I have blogged about it, of course, but by this point it just feels like I’m repeating myself. I don’t have anything new to say about how much it hurts, how hard it is to keep making the choice to stay alive when my brain is screaming at me to kill myself. I’m so exhausted, and sometimes it feels like it will never get better. Sometimes it feels like I should just kill myself, because carrying on cannot be worth fighting this hard every single day.

But that doesn’t make good content. I hate myself so much, but talking about that doesn’t help anyone – and it gets boring. Blog posts like this don’t say anything meaningful, they’re just a self-indulgent stream of consciousness. The voice in my head calls me worthless, so I try to write something that will turn people on. I try to pretend that I’m fine, to act like I’m a badass who isn’t holding himself together by a thread.

I try to write about sex, but it’s hard to write about sex when I want to die. It’s hard to write about sex when I want to kill myself.

I’d like to reassure you that I am safe, I’m just sad right now. Today has been really hard and I needed to do something with the painful emotions I was feeling instead of just sitting with them and letting them eat me from the inside. That said, if you do want to buy myself a coffee through Ko-fi, I could really use one today.

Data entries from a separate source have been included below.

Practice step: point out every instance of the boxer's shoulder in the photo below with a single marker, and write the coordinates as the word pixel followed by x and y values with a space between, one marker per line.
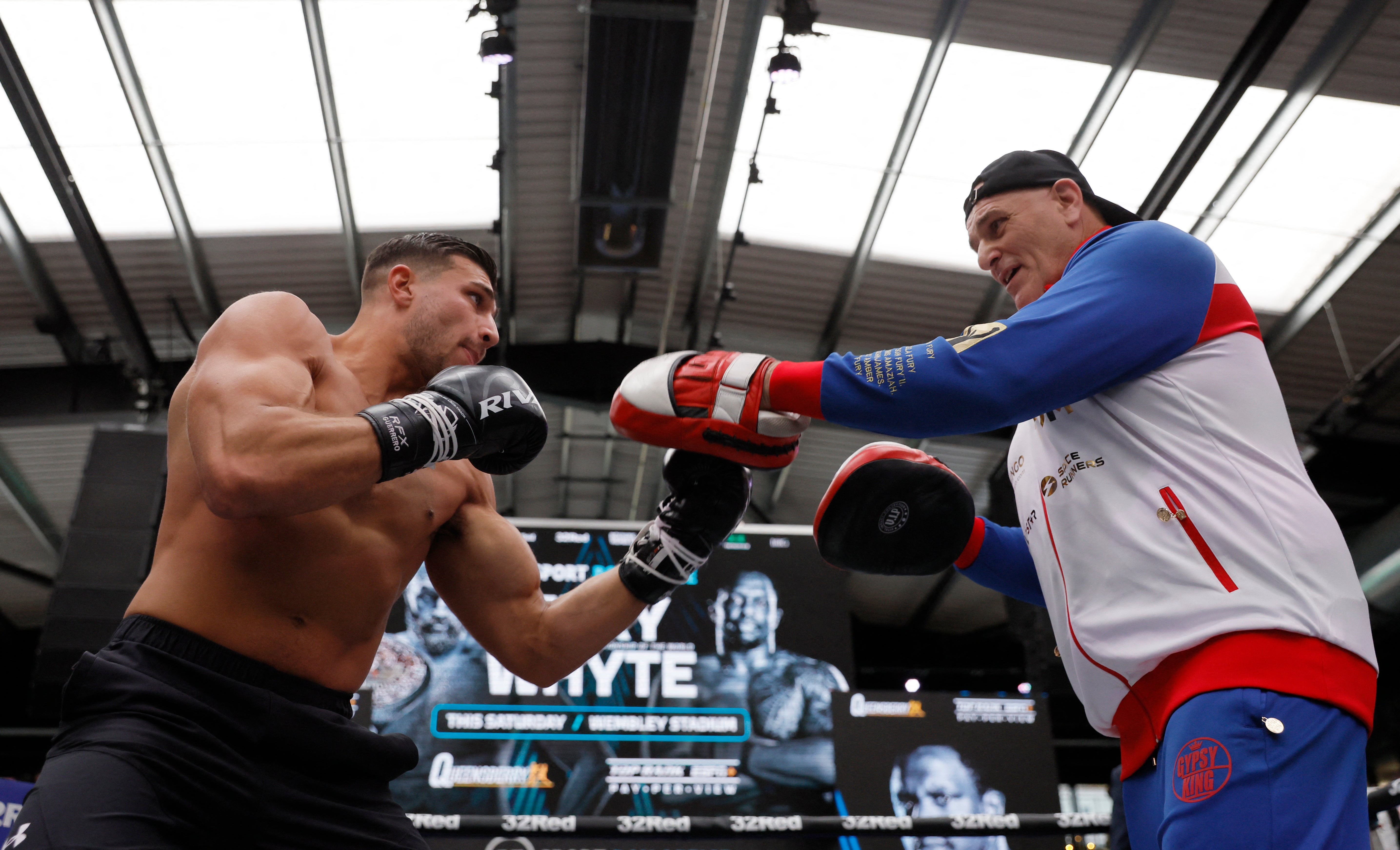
pixel 268 323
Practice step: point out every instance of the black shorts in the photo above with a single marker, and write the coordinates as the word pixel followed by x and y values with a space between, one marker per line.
pixel 170 740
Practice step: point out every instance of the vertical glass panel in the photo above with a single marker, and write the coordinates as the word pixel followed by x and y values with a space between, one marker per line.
pixel 72 75
pixel 986 104
pixel 419 127
pixel 822 157
pixel 1147 125
pixel 1311 199
pixel 234 96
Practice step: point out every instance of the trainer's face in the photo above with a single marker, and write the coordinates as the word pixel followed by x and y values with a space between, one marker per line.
pixel 748 613
pixel 1027 237
pixel 940 788
pixel 453 317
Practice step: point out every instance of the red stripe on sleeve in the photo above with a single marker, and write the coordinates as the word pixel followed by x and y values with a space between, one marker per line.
pixel 1228 313
pixel 974 548
pixel 797 389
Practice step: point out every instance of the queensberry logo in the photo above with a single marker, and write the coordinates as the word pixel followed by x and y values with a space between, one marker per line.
pixel 502 402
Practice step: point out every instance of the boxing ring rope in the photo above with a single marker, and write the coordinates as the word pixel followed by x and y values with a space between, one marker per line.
pixel 794 827
pixel 757 827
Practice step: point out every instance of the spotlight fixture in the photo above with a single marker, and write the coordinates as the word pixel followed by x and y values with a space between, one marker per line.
pixel 785 66
pixel 498 48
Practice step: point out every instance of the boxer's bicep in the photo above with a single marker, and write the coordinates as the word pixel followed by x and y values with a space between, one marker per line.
pixel 254 362
pixel 260 447
pixel 486 573
pixel 489 577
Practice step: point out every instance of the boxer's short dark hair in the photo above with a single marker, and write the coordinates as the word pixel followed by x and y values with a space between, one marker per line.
pixel 426 253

Bulges and butt sex: fucking in the coffee shop toilets
Bulge

2 Comments

  1. Please don’t hide the cracks. They make me feel less alone. I had panic disorder for ten years. Then I had vulvodynia. This last year I’ve been struggling with feeling suicidal too, and a lot of that is because covid left me so disabled that I can’t even have sex or masturbate without causing severe pain. People need to hear these stories and they need to know how both physical AND mental health can impact sex and sexuality. It’s important to know that it doesn’t erase us, that we exist and are still valued and seen.

    I’m so sorry for what you are going through right now. It is SO hard. You are still strong and sexy even when you are also vulnerable and suicidal. Both those things can be true at the same time and I hope that you are able to hold on to that in those darkest moments. Love and strength to you.

  2. So much of what you wrote resonates with me. I feel less alone and I feel a pain too. That duality of just wanting to be held and at the same time of wishing no one knew me so it would be easier to disappear is one of the most painful things to endure day to day. You’re writing and posts are so vulnerable and powerful. I appreciate and am so thankful that you shared this and am so sorry for the pain and what you are going through. It’s hard and feeling harder as we awaken to more and more of what the world is. You are so very loved. Hang in there.